As Faisalabad happened, the Pakistan National Alliance’s campaign that ousted Zulfikar Ali Bhutto in 1977 was much in discussion and while contrasts were evident, similarities between then and now were also found.

There are many versions about how the PNA protests back then had developed into an unstoppable movement and one of these pinpoints an incident on Lahore’s McLeod Road. A PNA rally was fired upon in front of a cinema house on McLeod Road and this according to many gave the campaign impetus. After all these decades, the analysis has narrowed down to the possibility of Faisalabad giving Imran Khan the momentum.

The PTI’s ‘preferred’ brand in the past was also compared with its needs in the present. In the past, PTI was thought to be ‘incapable’ of — or disinterested in — doing the popular brand of politics that required a party to be occasionally found at the centre of a violent situation in order to move forward. The crowd around Imran Khan was thought to have comprised people from ‘the educated middle class’ — professionals, students, women, expats, et al — who may have been committed to going along with their leader’s expedition for change, but who were ‘unwilling to risk’ violent confrontations.

That may have been too naïve an analysis but it served the purpose of keeping things simple for the audience. The audience was constantly reminded about how unfit and unequipped the PTI was for the Pakistani terrain. It was told that the party was a collection of ‘mummy-daddy’ fun-seekers, of bored housewives and apolitical corporate executives who would fade away soon.

The most famous incident from the past that has been often cited to explain the PTI’s reluctance or inability then to take on the bullies head-on involved Imran Khan and the Islami Jamiat-i-Tulaba. The venue was the Punjab University campus in Lahore and it was during the Musharraf period.

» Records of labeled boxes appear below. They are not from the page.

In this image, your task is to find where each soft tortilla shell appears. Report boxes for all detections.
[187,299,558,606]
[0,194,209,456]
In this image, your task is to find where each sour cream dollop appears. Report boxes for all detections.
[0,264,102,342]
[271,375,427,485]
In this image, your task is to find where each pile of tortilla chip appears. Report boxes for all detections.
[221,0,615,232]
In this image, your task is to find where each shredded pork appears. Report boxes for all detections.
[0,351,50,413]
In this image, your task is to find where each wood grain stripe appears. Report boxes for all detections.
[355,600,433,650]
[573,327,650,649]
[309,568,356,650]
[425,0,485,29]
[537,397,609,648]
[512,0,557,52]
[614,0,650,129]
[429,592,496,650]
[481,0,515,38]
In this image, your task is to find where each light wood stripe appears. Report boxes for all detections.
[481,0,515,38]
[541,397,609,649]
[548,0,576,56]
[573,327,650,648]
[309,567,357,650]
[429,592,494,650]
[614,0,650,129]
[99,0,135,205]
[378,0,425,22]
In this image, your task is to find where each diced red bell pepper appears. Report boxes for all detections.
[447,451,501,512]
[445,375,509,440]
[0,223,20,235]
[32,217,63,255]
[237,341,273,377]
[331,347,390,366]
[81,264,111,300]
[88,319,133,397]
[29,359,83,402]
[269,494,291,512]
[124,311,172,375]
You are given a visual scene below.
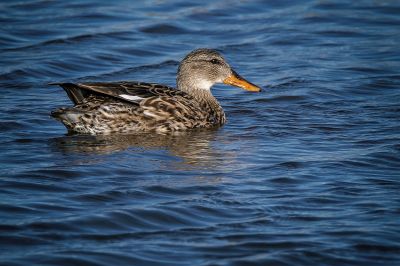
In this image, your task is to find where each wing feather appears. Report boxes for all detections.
[52,81,189,104]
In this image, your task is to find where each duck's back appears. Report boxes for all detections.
[52,82,225,135]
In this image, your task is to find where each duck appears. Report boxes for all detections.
[51,48,261,135]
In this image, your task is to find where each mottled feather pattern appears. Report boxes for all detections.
[52,49,260,135]
[52,82,225,135]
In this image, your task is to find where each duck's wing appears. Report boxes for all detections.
[51,81,188,104]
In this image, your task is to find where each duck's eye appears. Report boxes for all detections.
[210,58,221,65]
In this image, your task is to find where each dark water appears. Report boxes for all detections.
[0,0,400,265]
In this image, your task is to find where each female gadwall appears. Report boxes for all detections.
[51,49,261,135]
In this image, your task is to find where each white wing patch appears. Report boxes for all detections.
[119,94,144,101]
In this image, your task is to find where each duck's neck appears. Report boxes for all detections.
[177,82,226,125]
[177,83,221,110]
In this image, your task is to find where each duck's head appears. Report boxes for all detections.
[177,48,261,92]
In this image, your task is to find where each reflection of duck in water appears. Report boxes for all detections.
[52,49,261,135]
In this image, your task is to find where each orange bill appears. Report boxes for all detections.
[224,70,261,92]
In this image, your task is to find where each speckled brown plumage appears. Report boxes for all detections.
[52,49,259,135]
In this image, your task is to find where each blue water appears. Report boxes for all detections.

The PTI chief was manhandled by the students affiliated with the Jamaat-i-Islami but he refused to angrily confront his attackers, choosing reconciliation with the Jamaat despite the fact that so many youngsters on campus were willing to stand up for him and fight. A PTI politician had later said that the party chose not to build on the incident since it wanted to avoid violence. Amid scenes of rioting in Faisalabad on Monday, the question was asked once again: was the PTI ready to cross the threshold?

The formula appeared to be repeating itself amid reports that an angry Imran Khan was on his way to the industrial city to take on the PML-N whose local leaders were alleged to have masterminded the shooting that left a PTI supporter dead. Not only was he heard vowing that he would go to the police station to get a murder FIR registered, one news report said he planned to go to the house of Rana Sanaullah, the PML-N stalwart, which could lead to an ugly clash.

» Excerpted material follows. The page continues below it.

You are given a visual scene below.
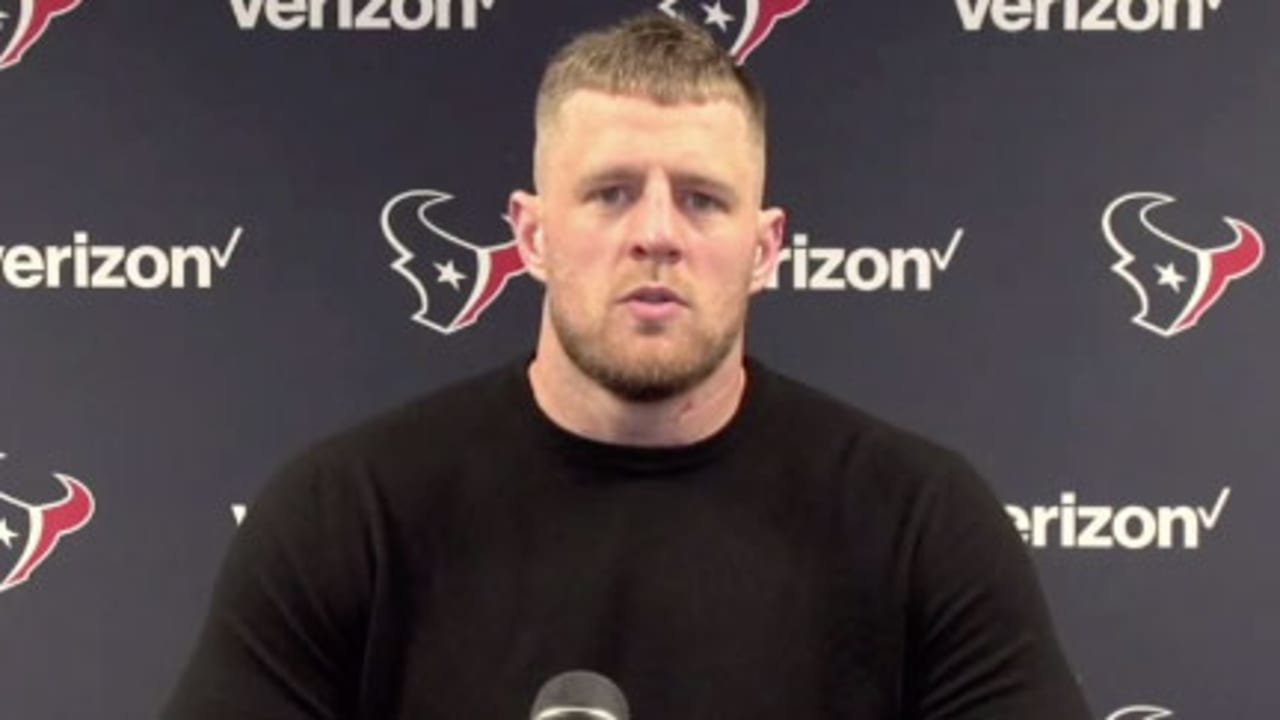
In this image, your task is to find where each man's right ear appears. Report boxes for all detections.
[507,190,547,282]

For some, it was a bit of an anti-climax when after he arrived in Faisalabad, Imran didn’t exactly order an all-out assault then and there, to take home the ‘advantage’ that he now had. He chose to under-react and the next day the PTI gatherings in different parts of the country were also strikingly sober. There was a bit of tyre-burning, some slogan-chanting, flaunting of frayed tempers, but the devastation that some people had been predicting in the aftermath of the ‘body’ was avoided.

Times have changed. necessitating adjustments. Back in 1977, the PNA was pressing for military intervention. The PTI, on the other hand, is looking for adjudication by the judiciary in the name of justice and rule of law, which would presumably require it to be operating within a legal framework rather than appearing to be a gung-ho destroyer of the system.

It is obvious that Imran Khan sees great promise in his legal battle against the alleged rigging of the 2013 general election. He is confident that the case will reveal sufficient problems to discredit the entire election — in the eyes of the people even if the government continues to refute his allegations as lacking in evidence.

The PTI chief has already said he and his party colleagues will not return to the assemblies regardless of the result of the pending election cases. It will be difficult to disagree with the logic that, notwithstanding judicial verdict, he has been able to create sufficient doubt among the public about the conduct of the May 2013 election — painting the administration as being desperate enough to fall back on old, violent formulas.